Une tribune de Me Khadija Aoudia – Ces derniers temps, la fertilité de mon esprit est exacerbée en raison des aberrations juridiques et sociétales faisant polémique tous les matins au petit-déjeuner. Faut-il en rire ? En pleurer ? Ou alors pleurer de rire ? J’ai choisi la troisième option ; c’est, en effet, un exercice complet pour le visage et l’âme.

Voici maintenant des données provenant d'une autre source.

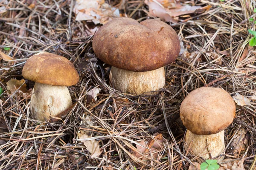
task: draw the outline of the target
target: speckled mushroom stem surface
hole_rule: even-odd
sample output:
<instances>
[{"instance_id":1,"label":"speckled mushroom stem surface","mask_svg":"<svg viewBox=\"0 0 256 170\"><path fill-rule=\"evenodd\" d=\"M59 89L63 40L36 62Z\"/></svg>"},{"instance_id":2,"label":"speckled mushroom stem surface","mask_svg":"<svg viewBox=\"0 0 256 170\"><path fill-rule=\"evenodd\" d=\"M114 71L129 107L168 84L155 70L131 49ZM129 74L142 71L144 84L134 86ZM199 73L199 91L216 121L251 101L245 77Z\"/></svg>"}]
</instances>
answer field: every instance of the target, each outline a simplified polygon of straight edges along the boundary
<instances>
[{"instance_id":1,"label":"speckled mushroom stem surface","mask_svg":"<svg viewBox=\"0 0 256 170\"><path fill-rule=\"evenodd\" d=\"M184 139L184 148L186 151L208 159L220 155L225 148L224 130L212 135L198 135L187 130ZM224 156L219 160L222 160Z\"/></svg>"},{"instance_id":2,"label":"speckled mushroom stem surface","mask_svg":"<svg viewBox=\"0 0 256 170\"><path fill-rule=\"evenodd\" d=\"M37 120L48 120L72 105L67 87L36 82L31 96L30 110Z\"/></svg>"},{"instance_id":3,"label":"speckled mushroom stem surface","mask_svg":"<svg viewBox=\"0 0 256 170\"><path fill-rule=\"evenodd\" d=\"M122 93L139 95L147 92L154 94L165 84L164 68L152 71L134 72L112 66L109 79L114 88Z\"/></svg>"}]
</instances>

Alors, chers lecteurs, avant de décrocher pour le week-end autour d’un brunch familial, je vous livre cette parodie citoyenne, en espérant vous apporter un sourire… et plus fortement une sensibilité
Tout a commencé dans ce noble théâtre de la raison appelé Assemblée nationale. Les députés y débattaient, ce jour-là, de grandes choses : la dette, la démocratie et accessoirement du prix du café à la buvette. Quand, soudain, un événement d’une gravité inédite secoua les travées : dans les tribunes, des jeunes filles voilées dont, Inès, 12 ans.
Le temps se figea. Les micros frémirent. Et la République, prise d’un vertige textile, faillit s’évanouir sur ses principes.
Les experts improvisés se mirent en branle. Le premier brandit la Constitution : «Article 1 ! La France est une République indivisible, laïque et sans foulard dans les tribunes scolaires !» «Mais cet article ne dit pas ça !», «Oui, mais il aurait pu, s’il avait su !»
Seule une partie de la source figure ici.